New York Magazine
All the 2012 candidates know that Fox News chief Roger Ailes is a crucial constituency. “You can’t run for the Republican nomination without talking to Roger,” a GOPer tells Gabriel Sherman, who is writing a book on Fox News. “Every single candidate has consulted with Roger.” But he hasn’t found any of them compelling. “He finds flaws in every one,” says a person familiar with his thinking. Another adds: “He thinks Palin is an idiot. He thinks she’s stupid. He helped boost her up. People like Sarah Palin haven’t elevated the conservative movement.” || More from Sherman’s cover story:
Last week, Ailes turned 71. He’s spending considerable time thinking about his legacy. It bothers him that he’s still regarded as an outsider. “He doesn’t want to be hated,” a GOPer who knows Ailes well said. “It really bothers him. You can’t gross a billion a year and retain an outlaw sensibility forever.”

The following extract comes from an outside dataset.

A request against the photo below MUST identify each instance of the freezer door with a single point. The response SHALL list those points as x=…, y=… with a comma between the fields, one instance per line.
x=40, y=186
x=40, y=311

In the halls of Fox News, people do not want to be caught talking about what will happen to Fox News after the Ailes era. The network continues to be Ailes’s singular vision, and he’s so far declined to name a successor. One possibility in the event Ailes departs when his contract is up in 2013 is that Bill Shine could continue to oversee prime time and Michael Clemente would run the news division. But more than one person described fearing Lord of the Flies–type chaos in the wake of Ailes’s departure, so firm has his grip on power been.